Vindicator Logo

Thistledown avoids shutdown

Thursday, June 18, 2009

CINCINNATI (AP) — Ohio’s busiest thoroughbred race track avoided being shut down Wednesday when its owners made a bond payment that they previously said they might miss.

The Ohio State Racing Commission was poised to close Thistledown race track in suburban Cleveland, halting live racing and simulcasting, if the track didn’t re-establish its minimum bond by Thursday.

The track must maintain a $1 million bond to ensure payment to its creditors.

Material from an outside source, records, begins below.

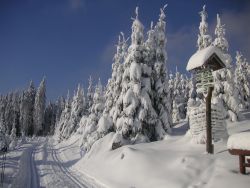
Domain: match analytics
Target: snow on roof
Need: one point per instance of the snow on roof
(239, 141)
(200, 57)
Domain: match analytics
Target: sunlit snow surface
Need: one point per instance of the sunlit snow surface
(174, 162)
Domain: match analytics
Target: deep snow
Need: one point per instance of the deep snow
(174, 162)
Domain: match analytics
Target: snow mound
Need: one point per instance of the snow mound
(200, 57)
(239, 141)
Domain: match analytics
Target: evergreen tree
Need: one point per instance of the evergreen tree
(27, 109)
(39, 108)
(90, 94)
(224, 79)
(143, 105)
(77, 109)
(242, 80)
(162, 101)
(204, 39)
(64, 120)
(89, 132)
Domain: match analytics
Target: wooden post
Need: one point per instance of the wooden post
(242, 167)
(209, 145)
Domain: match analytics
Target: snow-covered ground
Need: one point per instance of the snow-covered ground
(174, 162)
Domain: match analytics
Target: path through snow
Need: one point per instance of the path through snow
(41, 165)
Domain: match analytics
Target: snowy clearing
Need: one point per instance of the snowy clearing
(174, 162)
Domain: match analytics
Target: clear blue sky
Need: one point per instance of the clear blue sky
(68, 40)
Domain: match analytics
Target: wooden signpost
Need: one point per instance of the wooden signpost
(202, 64)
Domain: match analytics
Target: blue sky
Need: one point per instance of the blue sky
(68, 40)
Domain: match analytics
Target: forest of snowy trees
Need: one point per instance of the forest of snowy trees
(142, 99)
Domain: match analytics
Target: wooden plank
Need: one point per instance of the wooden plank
(239, 152)
(242, 161)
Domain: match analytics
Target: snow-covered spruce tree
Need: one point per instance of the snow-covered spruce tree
(138, 120)
(162, 101)
(242, 81)
(13, 138)
(77, 110)
(204, 39)
(180, 96)
(27, 109)
(50, 118)
(224, 79)
(112, 92)
(90, 124)
(39, 108)
(90, 94)
(64, 120)
(60, 105)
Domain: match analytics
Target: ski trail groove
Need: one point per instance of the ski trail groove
(34, 180)
(65, 171)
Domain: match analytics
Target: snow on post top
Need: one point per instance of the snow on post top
(239, 141)
(202, 57)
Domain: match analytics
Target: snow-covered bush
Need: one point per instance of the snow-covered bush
(13, 139)
(242, 80)
(90, 125)
(224, 78)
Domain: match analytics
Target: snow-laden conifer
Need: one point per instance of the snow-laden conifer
(39, 108)
(224, 78)
(27, 110)
(90, 124)
(204, 39)
(77, 110)
(242, 80)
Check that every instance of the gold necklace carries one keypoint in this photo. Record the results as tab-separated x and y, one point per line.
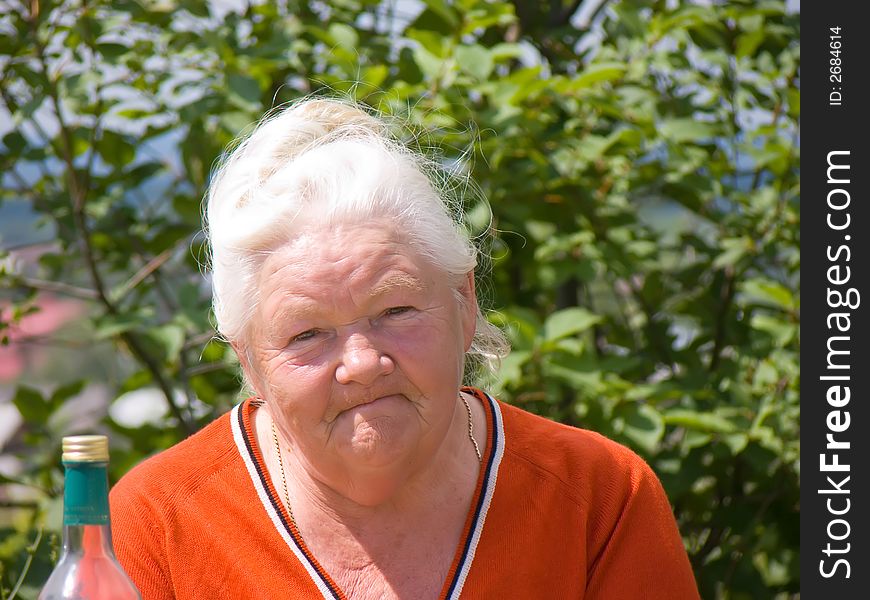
281	460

Thistledown had fallen below that level, and the Magna Entertainment Corp., the track’s parent company had said it couldn’t guarantee that it could make up the roughly $36,000 difference because it is reorganizing under Chapter 11 bankruptcy protection.

“Although we were disappointed in the OSRC decision, in the interest of our customers, employees and horsemen, we took the necessary steps to insure that business will be conducted as usual and that Thistledown will remain open,” Brent Reitz, the track’s vice president and general manager, said in a statement Wednesday afternoon.

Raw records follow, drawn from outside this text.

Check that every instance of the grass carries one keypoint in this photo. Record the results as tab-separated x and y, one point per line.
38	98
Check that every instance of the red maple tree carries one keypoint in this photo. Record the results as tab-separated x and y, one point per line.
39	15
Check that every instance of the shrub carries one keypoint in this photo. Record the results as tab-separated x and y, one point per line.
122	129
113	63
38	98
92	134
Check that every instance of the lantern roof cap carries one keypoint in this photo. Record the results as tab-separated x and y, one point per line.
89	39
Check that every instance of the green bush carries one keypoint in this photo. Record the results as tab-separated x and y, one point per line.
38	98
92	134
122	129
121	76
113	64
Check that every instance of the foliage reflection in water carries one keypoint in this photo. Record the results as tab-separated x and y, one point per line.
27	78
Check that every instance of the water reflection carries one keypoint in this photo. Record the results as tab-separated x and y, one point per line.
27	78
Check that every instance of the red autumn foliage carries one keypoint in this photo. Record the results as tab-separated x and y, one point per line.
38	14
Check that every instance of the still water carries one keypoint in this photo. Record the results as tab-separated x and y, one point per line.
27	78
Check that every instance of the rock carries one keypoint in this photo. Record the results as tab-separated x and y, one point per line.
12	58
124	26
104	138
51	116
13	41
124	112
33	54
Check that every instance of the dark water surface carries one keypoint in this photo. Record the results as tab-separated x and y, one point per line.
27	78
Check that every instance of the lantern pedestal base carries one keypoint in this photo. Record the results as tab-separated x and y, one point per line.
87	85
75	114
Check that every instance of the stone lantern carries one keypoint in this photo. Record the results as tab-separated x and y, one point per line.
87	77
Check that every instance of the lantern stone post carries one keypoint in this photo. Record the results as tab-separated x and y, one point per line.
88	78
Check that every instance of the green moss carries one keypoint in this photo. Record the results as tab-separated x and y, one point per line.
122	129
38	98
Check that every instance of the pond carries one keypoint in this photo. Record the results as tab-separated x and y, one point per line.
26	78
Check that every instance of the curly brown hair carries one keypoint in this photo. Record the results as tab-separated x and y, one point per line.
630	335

Racing commission executive director Sam Zonak had said that the panel voted 5-0 on Tuesday to end Thistledown’s thoroughbred meet if Magna failed to make the payment by Thursday’s deadline.

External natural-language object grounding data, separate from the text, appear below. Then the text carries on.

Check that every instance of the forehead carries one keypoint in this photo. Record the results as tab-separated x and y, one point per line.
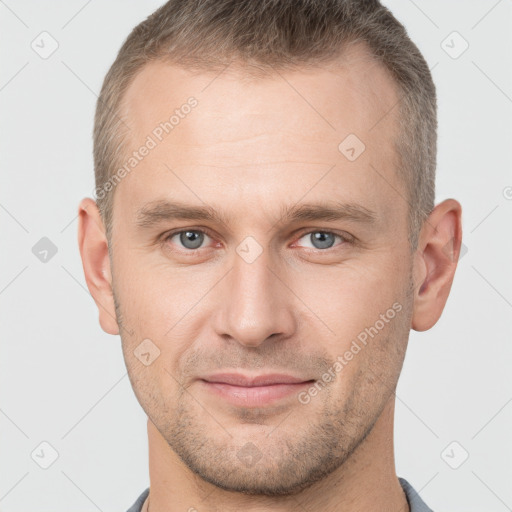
251	133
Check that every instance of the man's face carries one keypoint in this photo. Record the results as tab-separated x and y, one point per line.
259	292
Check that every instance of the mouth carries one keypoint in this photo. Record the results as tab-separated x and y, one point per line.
253	391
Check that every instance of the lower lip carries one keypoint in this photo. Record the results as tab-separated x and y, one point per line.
255	396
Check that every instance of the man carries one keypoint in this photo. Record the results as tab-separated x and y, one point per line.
263	239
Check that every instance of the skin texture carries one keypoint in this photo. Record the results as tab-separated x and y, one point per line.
250	148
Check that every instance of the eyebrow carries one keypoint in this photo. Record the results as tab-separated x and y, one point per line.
156	212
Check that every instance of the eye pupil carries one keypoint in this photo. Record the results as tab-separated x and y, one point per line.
322	240
191	239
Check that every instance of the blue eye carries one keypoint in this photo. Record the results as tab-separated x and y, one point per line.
322	239
190	239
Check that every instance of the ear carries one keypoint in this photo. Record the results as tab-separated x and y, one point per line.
93	245
435	262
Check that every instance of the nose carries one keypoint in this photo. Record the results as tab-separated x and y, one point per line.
255	303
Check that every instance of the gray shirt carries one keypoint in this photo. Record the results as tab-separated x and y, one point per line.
416	504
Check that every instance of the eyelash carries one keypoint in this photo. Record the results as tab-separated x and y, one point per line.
344	237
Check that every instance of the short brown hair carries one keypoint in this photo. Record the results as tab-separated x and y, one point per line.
206	34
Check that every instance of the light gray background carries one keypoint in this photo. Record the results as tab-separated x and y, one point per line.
63	381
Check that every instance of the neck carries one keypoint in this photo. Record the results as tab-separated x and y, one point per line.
367	481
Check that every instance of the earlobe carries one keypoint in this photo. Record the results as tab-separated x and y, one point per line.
435	263
93	246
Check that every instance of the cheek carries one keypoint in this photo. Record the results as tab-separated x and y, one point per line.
346	300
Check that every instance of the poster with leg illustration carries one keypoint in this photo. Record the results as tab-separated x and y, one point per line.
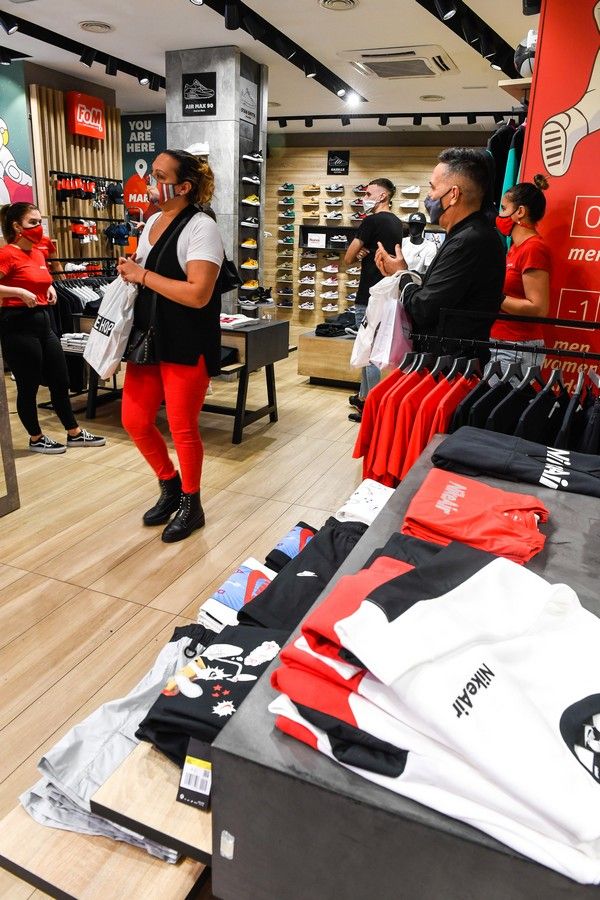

Magna attorney Gregg Scoggins told the commission on Tuesday that he could not guarantee payment because a bankruptcy judge would have to approve it.

Track operators and the racing commission have said for years that racing in Ohio was becoming increasingly untenable because neighboring states subsidize purses with revenue from casinos, or from slot machines at the race tracks.

“People say we’re crying wolf, but you can’t keep going on with these types of losses,” said Mike Weiss, vice president of Beulah Park near Columbus.

“Without some help, you can’t build the product back up.”

Zonak noted that Presque Isle Downs, a new track at Erie, Pa., offers an average of $273,000 a day in purses, while nearby Thistledown can offer only $47,000.

Ohio voters have repeatedly rejected proposals for constitutional amendments to allow increased gambling.

The racing commission currently is pushing a plan to give state lawmakers the authority to approve slot machines at race tracks.

River Downs and Beulah Park said they were threatened by decreasing business even before the problems at Thistledown.

“I know we’re going to struggle through the end of this season, and if the Legislature doesn’t do something to help us, there is a strong, strong likelihood that we’ll shut down,” said Jack Hanessian, general manager at River Downs.

River Downs pays $400,000 a year in property tax, he said, and half of it is due next week.

“That’s hard to do when your business keeps decreasing 15-16 percent year after year,” Hanessian said.

Weiss said if Thistledown were to close, that would seal the fate of thoroughbred racing in Ohio, which also has four harness tracks.

“This is just the start,” Weiss said. “Any further step backward is a step closer to our demise.”